Edon Zhegrova, the Juventus forward, has moved to the centre of the club's summer restructuring as new CEO Giovanni Carnevali works to generate sales revenue before the end of June, with the 27-year-old Kosovar among the assets identified for departure.

The timing is not coincidental. Carnevali arrived at Juventus with a clear financial mandate — raising funds quickly to stabilise the squad budget — and Zhegrova fits the profile of a saleable asset: a player with market value, an expiring or unwanted contract, and a performance record that has not made him indispensable. Juventus sit sixth in Serie A with 68 points from 37 matches, a position that reflects a season of inconsistency under Luciano Spalletti. Zhegrova's own numbers tell a parallel story: 18 appearances, zero goals, zero assists, and an average rating of 6.70. An AI overall score of 55 out of 100, with a ceiling assessed at 62, suggests the data does not see a late-career transformation coming.

That profile — present but peripheral, available but not irreplaceable — makes him precisely the kind of player a new CEO moves first. Carnevali's reported target of raising ten million euros before June 30 is a tight deadline, and Zhegrova is one of the names in the frame to contribute to it.

The broader context around Juventus this week reinforces how much is in motion. Spalletti's Juventus are scouting striker options at the 2026 World Cup, pursuing a central defender from Bologna, and fielding enquiries from Bologna regarding Fabio Miretti. Carnevali himself was spotted dining with former Juventus coach Massimiliano Allegri and Galliani, a meeting that signals the new CEO is building his own network inside Italian football quickly. Paulo Dybala's name has also resurfaced in connection with the club. Against that backdrop, Zhegrova is not a priority conversation — he is a transaction to be completed.
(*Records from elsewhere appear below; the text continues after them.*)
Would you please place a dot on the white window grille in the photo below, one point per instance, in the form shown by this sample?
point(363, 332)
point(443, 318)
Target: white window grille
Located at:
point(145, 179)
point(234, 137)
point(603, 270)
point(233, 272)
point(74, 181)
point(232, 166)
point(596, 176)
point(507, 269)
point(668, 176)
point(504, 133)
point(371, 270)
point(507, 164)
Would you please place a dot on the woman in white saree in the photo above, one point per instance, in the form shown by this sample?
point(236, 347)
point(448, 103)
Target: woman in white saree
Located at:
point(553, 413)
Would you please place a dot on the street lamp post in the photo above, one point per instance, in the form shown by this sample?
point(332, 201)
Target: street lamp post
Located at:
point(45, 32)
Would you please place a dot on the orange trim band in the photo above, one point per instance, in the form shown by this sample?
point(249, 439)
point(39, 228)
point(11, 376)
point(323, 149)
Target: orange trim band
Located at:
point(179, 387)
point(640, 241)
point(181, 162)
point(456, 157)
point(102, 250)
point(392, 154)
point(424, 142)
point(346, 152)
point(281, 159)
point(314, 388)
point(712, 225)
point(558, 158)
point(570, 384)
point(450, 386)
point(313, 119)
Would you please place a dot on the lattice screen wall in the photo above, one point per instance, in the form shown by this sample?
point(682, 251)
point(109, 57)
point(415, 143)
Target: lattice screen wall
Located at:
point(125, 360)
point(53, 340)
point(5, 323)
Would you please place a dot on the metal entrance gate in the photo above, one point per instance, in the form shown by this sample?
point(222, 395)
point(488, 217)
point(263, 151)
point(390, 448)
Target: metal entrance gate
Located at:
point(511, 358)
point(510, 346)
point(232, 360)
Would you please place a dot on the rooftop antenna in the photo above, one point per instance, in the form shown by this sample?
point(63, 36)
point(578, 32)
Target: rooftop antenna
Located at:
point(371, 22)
For Zhegrova personally, the arithmetic of this season offers little leverage in any negotiation. A forward who does not score or assist in 18 Serie A appearances cannot argue for a central role in a club rebuilding toward European competition. Turkish interest, which emerged as the most concrete suitor in recent weeks, represents a realistic rather than a consolation destination — a league where his directness and technical ability could be better served by a system built around him rather than one in which he has been a rotation option.

Carnevali's first weeks in office have been defined by speed and pragmatism. Zhegrova's exit, when it comes, will be one data point in a larger restructuring — but for the player, it will be the only one that matters.